Another advantage of this option is that if the reference clock is temporarily unstable or absent (in particular after powering on the board), there's a good chance that the lock detector will be unstable as well. Hence if a long count until deasserting @master_reset is chosen (surely much higher than 31), there's a chance that the FPGA will remain firmly in reset until the reference clock is good to work with. This can't be depended upon however.

In any case, the fact that @wakeup_clk is the output of a PLL necessarily means that it clocks logic before it has stabilized. It's therefore not clear if the reset machinery functions during that time period. One possible answer is that it doesn't matter, because at some point the clock will become good enough, and proper resets will be generated then. If everything is left in the past after a reset, who cares that it messed up a bit at first?

A more rigorous approach is that the resets must be held steadily asserted until the wakeup clock is locked, so the FPGA doesn't behave weirdly soon after its configuration. This requires paying attention to implementing only very simple logic with it, of the sort that doesn't fail significantly if the clock runs faster than expected.

To analyze what happens if @wakeup_clk runs temporarily with a frequency too high, note that the only register in the reset state machine that is a vector is @reset_count. This means that all other registers' flip-flops may at worst sample their calculated next value one clock later because of timing violations. In particular, because @pll_locked is deasserted while the PLL is unlocked, @rst_src_pll soon becomes steadily asserted, and hence @clear_counter asserted steadily as well. When the D input (next value) of a flip-flop doesn't change, it doesn't matter how fast the clock is.

The only possible problem is hence with @reset_count, which might count up incorrectly until its calculated next value is steadily held at zero because of @clear_counter. For example, if its current value is 3 (binary 011), its next calculated value is 4 (binary 100), but if the two LSBs aren't sampled because of timing, and the third bit is sampled nevertheless, the counter's value can jump to 7 (111 binary) instead.
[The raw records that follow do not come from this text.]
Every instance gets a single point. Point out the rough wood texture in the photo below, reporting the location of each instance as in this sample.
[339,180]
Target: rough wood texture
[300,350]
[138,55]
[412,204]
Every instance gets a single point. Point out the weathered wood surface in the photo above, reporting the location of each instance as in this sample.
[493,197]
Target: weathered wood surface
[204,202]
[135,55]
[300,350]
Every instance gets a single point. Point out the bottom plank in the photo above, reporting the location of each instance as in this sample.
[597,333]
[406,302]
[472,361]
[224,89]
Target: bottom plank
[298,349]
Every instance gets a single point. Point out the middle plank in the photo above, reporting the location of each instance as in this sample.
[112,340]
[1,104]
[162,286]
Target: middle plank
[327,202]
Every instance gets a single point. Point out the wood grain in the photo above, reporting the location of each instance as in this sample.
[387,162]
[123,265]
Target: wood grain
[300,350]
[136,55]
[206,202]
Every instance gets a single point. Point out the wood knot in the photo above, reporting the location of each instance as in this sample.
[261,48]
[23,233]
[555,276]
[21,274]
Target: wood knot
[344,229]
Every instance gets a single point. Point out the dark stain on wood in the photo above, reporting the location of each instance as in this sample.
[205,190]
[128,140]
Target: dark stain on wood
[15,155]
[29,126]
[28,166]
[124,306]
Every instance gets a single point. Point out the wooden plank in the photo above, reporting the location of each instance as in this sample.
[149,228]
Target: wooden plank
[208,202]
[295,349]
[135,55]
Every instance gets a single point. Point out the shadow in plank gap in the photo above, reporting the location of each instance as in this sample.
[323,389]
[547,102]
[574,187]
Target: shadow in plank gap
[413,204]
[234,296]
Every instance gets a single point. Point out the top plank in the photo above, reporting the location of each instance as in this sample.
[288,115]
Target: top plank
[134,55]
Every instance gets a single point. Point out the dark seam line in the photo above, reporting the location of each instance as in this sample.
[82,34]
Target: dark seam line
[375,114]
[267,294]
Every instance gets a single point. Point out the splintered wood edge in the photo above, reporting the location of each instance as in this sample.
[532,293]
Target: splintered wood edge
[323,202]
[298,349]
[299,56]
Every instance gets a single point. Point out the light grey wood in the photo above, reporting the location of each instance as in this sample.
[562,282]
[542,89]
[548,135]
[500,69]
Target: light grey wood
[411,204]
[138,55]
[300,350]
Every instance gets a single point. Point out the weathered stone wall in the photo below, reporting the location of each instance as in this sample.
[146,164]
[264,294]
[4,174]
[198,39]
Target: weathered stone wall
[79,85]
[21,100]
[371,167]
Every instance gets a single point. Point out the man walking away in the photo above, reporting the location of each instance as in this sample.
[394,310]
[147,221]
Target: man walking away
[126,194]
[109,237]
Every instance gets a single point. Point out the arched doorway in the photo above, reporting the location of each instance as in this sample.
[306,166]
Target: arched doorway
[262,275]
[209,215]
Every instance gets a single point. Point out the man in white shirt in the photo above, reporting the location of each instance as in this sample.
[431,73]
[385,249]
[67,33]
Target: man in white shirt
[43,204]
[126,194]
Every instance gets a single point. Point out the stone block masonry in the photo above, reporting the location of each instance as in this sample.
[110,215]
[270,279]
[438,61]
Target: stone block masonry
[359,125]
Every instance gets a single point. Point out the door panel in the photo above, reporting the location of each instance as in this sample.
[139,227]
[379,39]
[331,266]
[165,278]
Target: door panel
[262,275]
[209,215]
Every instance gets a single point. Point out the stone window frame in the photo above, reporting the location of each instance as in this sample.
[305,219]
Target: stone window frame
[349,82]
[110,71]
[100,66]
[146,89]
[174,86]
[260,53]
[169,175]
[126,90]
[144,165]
To prevent this from happening, the initial values of the chain of registers from @pll_locked to @clear_counter are all assigned in favor of holding @reset_count steadily at zero. Hence if @pll_locked remains steadily unasserted until the @wakeup_clk is correct (as it should), @reset_count won't move away from zero, and @master_reset remains firmly asserted.

As for the last option, to use the FPGA's ring oscillator for the reset controller: I haven't tried it myself, so I'm not sure how good idea it is. But if it saves someone who is stuck with no other option, here's more or less how to do it with Xilinx devices: Look up the Configuration User Guide for your device for a primitive called STARTUPE2 or something like that. It should have an output named CFGMCLK, which is a clock from an inaccurate ring oscillator on the FPGA itself. Its frequency is around 50-65 MHz. This clock is guaranteed to be stable when the FPGA wakes up, and I would set the timing constraint to a considerably higher frequency (say, 100 MHz).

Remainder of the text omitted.